La deuxième affaire concernait une action en réclamation de filiation exercée par un prétendu père américain d’une enfant née à Tunis et inscrite à l’état civil comme née du requérant et de mère inconnue. La règle de conflit applicable à l’époque donnait compétence à la loi nationale du père, loi américaine, qui renvoyait en matière de statut personnel à la loi du domicile. Le tribunal de première instance de Tunis n’a pas hésité à faire application de la règle de conflit américaine qui rendait applicable la loi tunisienne, loi du lieu de naissance de l’enfant et loi du domicile commun des parties (père et fille). La loi tunisienne était non seulement la loi la plus proche de la situation, mais aussi celle favorisant l’établissement de la filiation par l’aveu du père établi par l’acte de naissance de l’enfant dressé par l’officier de l’état civil à Tunis661.

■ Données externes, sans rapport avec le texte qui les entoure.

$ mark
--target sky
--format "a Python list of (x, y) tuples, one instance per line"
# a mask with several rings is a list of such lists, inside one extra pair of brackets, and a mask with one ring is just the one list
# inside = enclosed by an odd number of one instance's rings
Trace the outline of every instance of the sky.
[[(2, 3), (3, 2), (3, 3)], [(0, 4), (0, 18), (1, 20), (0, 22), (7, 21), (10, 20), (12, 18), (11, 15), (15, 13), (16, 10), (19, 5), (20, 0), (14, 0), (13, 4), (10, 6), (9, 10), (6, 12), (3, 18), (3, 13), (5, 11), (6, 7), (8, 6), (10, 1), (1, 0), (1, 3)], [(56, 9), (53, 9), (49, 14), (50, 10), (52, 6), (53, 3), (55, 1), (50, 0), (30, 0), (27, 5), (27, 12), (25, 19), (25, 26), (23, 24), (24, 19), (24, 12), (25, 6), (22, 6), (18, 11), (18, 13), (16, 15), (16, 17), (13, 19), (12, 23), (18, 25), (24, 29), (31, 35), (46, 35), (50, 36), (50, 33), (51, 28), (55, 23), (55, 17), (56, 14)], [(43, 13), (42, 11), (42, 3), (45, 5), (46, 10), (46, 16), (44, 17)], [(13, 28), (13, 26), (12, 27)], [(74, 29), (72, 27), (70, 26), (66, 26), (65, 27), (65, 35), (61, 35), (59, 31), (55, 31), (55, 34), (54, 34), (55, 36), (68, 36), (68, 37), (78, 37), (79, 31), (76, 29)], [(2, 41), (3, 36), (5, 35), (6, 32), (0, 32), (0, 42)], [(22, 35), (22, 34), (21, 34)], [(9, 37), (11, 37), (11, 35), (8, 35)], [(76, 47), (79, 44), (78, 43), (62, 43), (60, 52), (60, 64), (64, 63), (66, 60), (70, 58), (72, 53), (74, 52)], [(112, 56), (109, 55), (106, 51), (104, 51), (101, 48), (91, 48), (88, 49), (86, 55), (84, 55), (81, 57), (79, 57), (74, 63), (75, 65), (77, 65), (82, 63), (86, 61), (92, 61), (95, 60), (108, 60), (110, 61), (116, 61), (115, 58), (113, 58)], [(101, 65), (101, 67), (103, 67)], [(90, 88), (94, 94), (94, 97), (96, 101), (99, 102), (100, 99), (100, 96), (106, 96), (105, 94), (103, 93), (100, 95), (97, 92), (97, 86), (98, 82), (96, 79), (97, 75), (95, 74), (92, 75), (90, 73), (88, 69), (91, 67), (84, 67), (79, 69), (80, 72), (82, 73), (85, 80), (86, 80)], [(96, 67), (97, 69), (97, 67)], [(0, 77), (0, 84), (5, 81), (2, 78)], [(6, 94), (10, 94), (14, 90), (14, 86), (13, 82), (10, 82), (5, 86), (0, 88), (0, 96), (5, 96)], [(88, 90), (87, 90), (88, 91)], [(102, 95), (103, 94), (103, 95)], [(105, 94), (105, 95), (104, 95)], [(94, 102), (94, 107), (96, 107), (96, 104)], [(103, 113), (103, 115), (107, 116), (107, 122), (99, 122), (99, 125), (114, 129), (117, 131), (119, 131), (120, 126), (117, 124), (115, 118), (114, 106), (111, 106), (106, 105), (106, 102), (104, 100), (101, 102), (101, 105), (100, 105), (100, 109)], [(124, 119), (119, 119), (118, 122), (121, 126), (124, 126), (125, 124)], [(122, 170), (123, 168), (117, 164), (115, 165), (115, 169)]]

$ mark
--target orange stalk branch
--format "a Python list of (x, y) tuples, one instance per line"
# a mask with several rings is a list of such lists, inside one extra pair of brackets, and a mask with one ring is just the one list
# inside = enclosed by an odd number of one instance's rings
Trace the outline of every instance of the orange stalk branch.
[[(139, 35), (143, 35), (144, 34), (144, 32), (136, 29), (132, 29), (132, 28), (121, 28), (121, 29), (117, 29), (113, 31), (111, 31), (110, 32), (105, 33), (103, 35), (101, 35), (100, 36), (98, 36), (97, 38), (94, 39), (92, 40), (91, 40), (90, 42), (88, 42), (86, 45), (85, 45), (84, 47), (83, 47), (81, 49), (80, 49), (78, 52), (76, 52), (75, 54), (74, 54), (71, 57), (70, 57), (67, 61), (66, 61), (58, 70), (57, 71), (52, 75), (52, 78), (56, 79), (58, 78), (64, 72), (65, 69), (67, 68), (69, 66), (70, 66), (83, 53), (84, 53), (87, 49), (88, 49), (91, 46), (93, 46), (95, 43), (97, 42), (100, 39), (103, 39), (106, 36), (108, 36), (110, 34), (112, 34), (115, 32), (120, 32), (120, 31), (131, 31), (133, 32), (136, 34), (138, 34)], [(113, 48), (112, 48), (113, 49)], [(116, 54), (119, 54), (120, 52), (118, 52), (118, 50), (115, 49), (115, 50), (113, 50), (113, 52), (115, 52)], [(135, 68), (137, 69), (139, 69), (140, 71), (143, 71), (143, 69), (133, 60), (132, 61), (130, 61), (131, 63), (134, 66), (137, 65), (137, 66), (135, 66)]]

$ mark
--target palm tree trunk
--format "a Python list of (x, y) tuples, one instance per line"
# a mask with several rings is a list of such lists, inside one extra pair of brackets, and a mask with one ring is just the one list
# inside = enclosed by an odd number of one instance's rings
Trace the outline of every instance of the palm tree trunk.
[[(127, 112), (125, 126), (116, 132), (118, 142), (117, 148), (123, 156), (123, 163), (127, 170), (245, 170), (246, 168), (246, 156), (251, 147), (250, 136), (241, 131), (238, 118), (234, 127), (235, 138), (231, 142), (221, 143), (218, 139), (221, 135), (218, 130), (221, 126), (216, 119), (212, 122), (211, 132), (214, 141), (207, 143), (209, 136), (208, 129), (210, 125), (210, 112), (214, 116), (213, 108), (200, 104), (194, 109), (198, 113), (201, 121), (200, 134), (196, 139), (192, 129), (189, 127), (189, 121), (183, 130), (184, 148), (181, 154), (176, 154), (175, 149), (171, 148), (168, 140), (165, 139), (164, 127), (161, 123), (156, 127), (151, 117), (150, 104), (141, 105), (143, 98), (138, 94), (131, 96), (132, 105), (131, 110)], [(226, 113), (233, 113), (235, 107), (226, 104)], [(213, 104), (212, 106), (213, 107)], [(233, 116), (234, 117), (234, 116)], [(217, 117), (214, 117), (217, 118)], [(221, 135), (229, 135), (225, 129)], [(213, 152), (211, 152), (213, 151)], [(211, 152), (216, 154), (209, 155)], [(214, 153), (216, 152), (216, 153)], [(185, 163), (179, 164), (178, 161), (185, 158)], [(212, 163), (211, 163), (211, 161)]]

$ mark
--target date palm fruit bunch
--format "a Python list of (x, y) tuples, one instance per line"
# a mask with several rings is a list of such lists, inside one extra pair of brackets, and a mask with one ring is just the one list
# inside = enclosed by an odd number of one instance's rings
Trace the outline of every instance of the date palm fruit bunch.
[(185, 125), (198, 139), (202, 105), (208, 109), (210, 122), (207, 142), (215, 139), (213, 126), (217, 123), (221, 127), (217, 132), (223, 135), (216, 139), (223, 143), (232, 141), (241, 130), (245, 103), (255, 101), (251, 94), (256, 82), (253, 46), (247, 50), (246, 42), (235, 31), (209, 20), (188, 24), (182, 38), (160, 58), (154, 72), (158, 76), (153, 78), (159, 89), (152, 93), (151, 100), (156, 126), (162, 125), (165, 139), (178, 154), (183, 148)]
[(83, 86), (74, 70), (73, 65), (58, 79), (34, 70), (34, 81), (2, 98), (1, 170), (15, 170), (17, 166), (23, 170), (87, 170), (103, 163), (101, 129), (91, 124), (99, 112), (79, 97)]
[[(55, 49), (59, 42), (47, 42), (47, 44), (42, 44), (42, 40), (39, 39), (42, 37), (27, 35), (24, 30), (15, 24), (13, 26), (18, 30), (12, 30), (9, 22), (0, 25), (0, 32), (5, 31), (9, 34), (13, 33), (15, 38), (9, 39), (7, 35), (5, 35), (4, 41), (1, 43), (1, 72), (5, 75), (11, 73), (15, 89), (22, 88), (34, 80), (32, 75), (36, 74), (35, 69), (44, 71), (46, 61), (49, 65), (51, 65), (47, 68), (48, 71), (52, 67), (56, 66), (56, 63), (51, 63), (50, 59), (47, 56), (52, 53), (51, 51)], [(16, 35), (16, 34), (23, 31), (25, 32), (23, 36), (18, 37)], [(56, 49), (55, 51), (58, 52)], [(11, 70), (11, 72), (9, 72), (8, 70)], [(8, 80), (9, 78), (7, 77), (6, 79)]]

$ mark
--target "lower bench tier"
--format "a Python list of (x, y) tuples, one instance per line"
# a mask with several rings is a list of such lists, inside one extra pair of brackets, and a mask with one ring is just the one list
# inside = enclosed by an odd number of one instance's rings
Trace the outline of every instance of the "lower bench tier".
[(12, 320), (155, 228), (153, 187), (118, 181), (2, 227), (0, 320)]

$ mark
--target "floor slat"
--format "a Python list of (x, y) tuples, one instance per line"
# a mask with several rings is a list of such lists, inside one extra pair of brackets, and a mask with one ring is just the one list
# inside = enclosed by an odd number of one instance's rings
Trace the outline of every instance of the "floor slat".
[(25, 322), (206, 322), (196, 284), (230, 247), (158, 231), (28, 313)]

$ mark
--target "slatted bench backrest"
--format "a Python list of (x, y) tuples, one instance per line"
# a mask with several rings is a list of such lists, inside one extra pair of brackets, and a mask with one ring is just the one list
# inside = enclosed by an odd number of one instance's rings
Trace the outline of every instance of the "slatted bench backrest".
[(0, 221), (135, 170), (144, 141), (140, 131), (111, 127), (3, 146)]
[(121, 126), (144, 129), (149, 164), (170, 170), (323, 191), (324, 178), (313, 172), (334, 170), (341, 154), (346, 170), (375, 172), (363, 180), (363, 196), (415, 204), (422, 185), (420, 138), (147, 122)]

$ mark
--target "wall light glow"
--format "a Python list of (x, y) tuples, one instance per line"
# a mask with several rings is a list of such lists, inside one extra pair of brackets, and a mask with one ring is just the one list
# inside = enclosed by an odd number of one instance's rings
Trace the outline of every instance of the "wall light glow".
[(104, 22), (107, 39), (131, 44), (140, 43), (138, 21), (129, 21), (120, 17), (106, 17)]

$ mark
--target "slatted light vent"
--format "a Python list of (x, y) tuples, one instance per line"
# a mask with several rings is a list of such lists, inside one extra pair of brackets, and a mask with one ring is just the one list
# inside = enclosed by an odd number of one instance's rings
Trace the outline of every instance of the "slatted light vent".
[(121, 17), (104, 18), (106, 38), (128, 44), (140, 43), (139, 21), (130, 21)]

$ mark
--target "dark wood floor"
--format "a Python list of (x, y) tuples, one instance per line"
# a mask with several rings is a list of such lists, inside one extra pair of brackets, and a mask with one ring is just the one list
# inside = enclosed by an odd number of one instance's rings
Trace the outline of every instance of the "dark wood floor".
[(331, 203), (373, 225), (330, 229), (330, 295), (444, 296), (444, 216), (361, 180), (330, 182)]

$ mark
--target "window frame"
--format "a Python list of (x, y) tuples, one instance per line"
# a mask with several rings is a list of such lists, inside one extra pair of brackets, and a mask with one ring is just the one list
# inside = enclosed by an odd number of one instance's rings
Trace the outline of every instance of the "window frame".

323. Dans ces deux affaires, certes le renvoi rendait compétent l’ordre le plus proche, mais cela coïncidait également avec l’ordre juridique du for. Il n’était pas garanti qu’un renvoi au second degré renvoyant à une loi étrangère aurait pu être admis même s’il ait donné compétence à l’ordre juridique le plus proche. C’est l’application de la loi du for qui a probablement motivé l’admission du renvoi, même si cela avait conduit à rétablir la proximité.

324. En France, le renvoi est un « principe de solution »662 et « une règle d’application générale du droit international privé »663. Sauf que son domaine est de plus en plus rétréci,

661 Article 68 du Code du Statut Personnel.

662 J. DERRUPE, « Plaidoyer pour le renvoi », Trav.comité fr. DIP., 1964-1966, p. 181 et s, spéc, p. 186. 663 J. FOYER, « Requiem pour le renvoi? », Trav.comité fr. DIP., 1980-1981, p. 105 et s, spéc, p. 107.